The Peel-Away introducers provide cardiovascular leads and catheters access to the venous vascular system for cardiac surgery procedures. Peel-Away Introducer sheaths haft. The sheath is the outer component and the dilator fits inside the sheath with the distal end protruding out. A needle, which is connected to the syringe, is used to gain access to the vessel. After blood flow is established, the syringe is removed and a quidewire is inserted through the needle and advanced into the vessel. The assembled sheath/dilator combination is advanced over the guidewire into the vessel. At the proximal end of the sheath is a t-handle hub, which is designed to splitand facilitate the peeling action of the sheath tubing is designed to peel continuously and symmetrically for safe removal of the introducer while maintaining venous access.
This FDA 510(k) summary for the Abbott Medical "Peel-Away Introducer" does not contain the detailed information necessary to answer your questions about acceptance criteria and the study proving the device meets those criteria, as typically found in submissions for AI/ML devices.
The document primarily focuses on demonstrating substantial equivalence to a predicate device (Seal Away CS Introducer Kit, K013029) for a traditional medical device (catheter introducer). The "Non-Clinical and/or Clinical Tests Summary & Conclusions" section is very brief and only mentions:
- "The addition of the Exel syringe and modification of the packaging, biocompatibility, and sterilization testing."

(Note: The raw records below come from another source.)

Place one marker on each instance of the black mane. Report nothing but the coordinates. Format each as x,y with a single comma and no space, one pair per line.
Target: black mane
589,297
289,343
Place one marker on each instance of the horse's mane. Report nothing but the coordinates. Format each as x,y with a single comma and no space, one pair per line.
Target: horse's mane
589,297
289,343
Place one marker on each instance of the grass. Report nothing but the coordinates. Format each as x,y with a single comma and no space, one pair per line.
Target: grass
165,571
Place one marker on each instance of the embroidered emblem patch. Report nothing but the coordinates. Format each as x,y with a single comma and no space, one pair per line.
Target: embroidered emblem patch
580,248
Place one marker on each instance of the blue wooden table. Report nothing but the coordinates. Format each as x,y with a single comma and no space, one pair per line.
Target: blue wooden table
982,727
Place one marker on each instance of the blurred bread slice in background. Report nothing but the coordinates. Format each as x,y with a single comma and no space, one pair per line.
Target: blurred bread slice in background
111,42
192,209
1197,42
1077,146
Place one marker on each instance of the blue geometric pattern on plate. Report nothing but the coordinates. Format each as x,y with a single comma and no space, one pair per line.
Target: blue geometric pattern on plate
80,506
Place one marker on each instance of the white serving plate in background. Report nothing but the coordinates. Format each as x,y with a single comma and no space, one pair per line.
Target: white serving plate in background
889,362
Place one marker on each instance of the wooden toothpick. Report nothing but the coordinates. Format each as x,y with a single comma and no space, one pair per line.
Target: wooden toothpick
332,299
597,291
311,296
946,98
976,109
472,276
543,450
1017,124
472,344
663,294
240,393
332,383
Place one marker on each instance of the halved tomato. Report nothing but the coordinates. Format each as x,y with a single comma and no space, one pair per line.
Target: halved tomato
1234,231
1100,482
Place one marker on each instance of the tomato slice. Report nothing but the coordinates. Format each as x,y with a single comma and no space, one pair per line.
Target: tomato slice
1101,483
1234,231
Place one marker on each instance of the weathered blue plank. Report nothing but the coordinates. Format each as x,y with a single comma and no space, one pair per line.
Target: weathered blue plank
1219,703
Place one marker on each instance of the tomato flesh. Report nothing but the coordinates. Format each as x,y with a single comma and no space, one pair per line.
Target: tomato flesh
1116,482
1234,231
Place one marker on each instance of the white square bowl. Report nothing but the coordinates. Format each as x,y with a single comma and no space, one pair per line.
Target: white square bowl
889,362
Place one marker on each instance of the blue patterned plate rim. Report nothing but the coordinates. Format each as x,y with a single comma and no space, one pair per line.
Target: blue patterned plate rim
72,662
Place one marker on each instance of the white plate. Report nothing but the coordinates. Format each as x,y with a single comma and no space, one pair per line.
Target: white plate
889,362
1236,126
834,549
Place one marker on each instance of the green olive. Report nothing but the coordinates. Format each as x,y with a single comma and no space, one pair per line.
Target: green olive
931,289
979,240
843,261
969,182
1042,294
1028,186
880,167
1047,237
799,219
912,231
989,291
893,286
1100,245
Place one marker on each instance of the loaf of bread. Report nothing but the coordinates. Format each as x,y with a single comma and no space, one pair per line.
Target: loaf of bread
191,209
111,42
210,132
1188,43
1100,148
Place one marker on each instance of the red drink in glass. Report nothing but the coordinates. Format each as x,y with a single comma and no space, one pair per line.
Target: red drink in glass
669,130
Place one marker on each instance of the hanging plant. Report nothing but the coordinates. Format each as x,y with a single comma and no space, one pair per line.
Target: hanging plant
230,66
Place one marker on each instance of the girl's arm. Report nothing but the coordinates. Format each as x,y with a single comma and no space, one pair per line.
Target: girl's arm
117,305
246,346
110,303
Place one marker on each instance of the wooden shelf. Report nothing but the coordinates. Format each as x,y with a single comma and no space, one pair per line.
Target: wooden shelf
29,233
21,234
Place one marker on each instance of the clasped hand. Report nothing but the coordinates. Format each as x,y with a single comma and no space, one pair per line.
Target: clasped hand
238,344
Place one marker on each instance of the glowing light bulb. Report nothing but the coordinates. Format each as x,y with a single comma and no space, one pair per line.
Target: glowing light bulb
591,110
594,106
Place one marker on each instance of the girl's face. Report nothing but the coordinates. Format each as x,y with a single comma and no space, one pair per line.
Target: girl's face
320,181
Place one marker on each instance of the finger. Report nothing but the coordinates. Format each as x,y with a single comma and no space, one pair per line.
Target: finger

- "Completion of all verification and validation activities demonstrated that the syringe meets its predetermined design and performance specifications, and that the peel-away introducer with the new syringe accessory is substantially equivalent to the predicate device."
This type of submission for a conventional device typically relies on design verification and validation testing to ergonomic, material, and functional specifications, rather than a performance study against specific acceptance criteria for a diagnostic or AI/ML device.
Therefore, I cannot provide the specific tables and details you requested. The document does not describe the following aspects which are crucial for AI/ML device evaluations:
- A table of acceptance criteria and reported device performance (in terms of sensitivity, specificity, accuracy, etc.)
- Sample size used for a test set or data provenance.
- Number of experts or their qualifications for ground truth establishment.
- Adjudication method for a test set.
- Multi-reader multi-case (MRMC) comparative effectiveness study.
- Standalone (algorithm-only) performance.
- Type of ground truth used (expert consensus, pathology, outcomes data).
- Sample size for a training set.
- How ground truth for a training set was established.
This device is a physical medical instrument (a introducer for catheters), not an AI/ML-driven diagnostic or prognostic tool. Hence, the regulatory submission and the underlying data would not involve AI-specific evaluation methodologies.